In wikipedia the following statement is made,
"the tensor product representation decomposes as the direct sum of one copy of each of the irreducible representations of dimension $2J+1$, where $J$ takes values from $|j_1-j_2|$ to $j_1+j_2$."
I don't understand the statement. For as much as I understand, for the system we consider two types of Hilbert spaces:
-
The Hilbert space which is spanned by the eigenvectors of the uncoupled system, and these are tensor products of the eigenstates of each angular momentum.
-
The Hilbert space which is spanned by the eigenvectors of the coupled system, which are primarly eigenstates of the total angular momentum.
And I know that in order to transition from the uncoupled basis to the coupled, each ket in the coupled basis is expressed as a linear combination basis kets in the uncoupled basis, multiplied with a corresponding Clebsch-Gordan coefficient.

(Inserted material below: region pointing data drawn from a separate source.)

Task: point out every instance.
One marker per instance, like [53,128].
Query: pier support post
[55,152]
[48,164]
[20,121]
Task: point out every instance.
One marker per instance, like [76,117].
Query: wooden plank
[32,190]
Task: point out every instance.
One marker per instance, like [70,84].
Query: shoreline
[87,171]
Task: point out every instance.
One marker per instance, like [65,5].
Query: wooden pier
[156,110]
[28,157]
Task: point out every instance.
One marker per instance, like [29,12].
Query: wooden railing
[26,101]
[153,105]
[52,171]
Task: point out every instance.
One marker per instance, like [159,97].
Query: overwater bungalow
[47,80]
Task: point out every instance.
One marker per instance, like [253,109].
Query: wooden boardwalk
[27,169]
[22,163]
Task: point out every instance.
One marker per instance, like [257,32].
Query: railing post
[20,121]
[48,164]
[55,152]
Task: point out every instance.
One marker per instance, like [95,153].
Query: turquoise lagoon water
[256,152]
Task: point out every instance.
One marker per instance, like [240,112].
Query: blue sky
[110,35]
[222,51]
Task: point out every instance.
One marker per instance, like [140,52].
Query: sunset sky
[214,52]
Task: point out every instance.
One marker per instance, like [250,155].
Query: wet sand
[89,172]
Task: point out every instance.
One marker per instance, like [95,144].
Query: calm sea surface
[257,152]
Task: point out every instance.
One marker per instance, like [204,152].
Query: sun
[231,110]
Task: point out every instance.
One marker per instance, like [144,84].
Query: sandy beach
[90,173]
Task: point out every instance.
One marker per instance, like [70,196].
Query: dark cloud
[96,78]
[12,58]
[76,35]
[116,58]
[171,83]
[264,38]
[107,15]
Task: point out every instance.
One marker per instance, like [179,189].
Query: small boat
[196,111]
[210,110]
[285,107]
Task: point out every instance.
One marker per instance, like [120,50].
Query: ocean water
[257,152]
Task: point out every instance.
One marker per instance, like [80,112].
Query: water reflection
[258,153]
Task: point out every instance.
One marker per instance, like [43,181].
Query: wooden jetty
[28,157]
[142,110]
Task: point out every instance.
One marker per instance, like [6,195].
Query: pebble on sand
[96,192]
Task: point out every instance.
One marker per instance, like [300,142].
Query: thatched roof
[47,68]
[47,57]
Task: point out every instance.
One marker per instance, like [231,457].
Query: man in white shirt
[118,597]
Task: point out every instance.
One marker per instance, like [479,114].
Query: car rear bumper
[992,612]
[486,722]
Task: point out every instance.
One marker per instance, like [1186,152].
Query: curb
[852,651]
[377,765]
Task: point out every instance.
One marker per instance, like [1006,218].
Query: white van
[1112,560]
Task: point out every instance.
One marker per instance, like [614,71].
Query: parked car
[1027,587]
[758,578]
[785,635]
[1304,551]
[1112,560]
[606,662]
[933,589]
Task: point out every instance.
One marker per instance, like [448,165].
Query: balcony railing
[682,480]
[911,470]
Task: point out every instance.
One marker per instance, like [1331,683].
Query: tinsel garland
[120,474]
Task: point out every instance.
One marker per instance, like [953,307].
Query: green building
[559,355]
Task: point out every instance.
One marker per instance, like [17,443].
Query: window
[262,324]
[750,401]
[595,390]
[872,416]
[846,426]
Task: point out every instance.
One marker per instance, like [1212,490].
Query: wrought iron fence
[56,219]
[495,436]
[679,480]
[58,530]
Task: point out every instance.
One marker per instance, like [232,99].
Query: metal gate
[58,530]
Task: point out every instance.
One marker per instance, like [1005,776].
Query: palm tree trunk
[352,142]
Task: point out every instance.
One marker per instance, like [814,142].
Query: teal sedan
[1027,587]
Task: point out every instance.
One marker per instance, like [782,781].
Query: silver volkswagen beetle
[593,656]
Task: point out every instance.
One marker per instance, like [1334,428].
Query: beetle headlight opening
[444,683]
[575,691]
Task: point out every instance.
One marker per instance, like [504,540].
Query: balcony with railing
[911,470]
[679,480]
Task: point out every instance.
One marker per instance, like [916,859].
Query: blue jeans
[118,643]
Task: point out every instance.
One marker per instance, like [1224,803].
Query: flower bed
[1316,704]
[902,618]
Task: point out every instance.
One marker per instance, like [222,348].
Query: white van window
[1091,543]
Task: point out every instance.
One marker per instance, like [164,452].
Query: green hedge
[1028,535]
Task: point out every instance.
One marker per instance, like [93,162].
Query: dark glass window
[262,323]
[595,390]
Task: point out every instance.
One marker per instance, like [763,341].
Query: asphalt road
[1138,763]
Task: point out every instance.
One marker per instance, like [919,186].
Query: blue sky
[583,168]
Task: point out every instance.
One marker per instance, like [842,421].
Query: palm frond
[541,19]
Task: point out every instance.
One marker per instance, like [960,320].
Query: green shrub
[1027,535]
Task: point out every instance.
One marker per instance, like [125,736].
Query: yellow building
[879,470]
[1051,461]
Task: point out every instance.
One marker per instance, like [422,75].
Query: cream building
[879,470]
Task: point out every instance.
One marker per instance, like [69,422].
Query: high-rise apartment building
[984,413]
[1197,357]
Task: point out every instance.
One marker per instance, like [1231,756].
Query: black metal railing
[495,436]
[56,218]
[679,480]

But the statement I do not understand. In fact the statement looks to me as if it is saying the reverse, meaning:
the tensor product representation i.e an eigenstate of the uncoupled Hilbert space such as $|j_1,j_2;m_1,m_2\rangle$ is decomposed (expressed or expanded) as a sum of the coupled basis kets corresponding to a value $J$. Which is the total opposite of what the Clebsch-Gordan formula does.
Best Answer
If $$ \vert j_1m_1;j_2 m_2\rangle =\sum_{J(M)} C^{JM}_{j_1m_1;j_2m_2} \vert JM\rangle \tag{1} $$ where the Clebsch-Gordan coefficients are the inner products $$ C^{JM}_{j_1m_1;j_2m_2} =\langle JM\vert j_1m_1;j_2m_2\rangle = \langle j_1m_1;j_2m_2\vert JM\rangle $$ since the CG's are real. Next, start with $\vert JM\rangle$ and expand it in the uncoupled basis using the identity operator $$ \hat{\mathbb{1}}=\sum_{j_1m_1;j_2m_2}\vert j_1m_1;j_2m_2\rangle \langle j_1m_1;j_2m_2 \vert $$ to get \begin{align} \vert JM\rangle &= \sum_{j_1m_1;j_2m_2}\vert j_1m_1;j_2m_2\rangle \langle j_1m_1;j_2m_2 \vert JM\rangle \\ &=\sum_{j_1m_1;j_2m_2}\vert j_1m_1;j_2m_2\rangle C^{JM}_{j_1m_1;j_2m_2}\, . \tag{2} \end{align}
Thus, the CGs allow you to go in both direction: from the uncoupled to the coupled basis as in (1), and from the coupled to the uncoupled basis as in (2).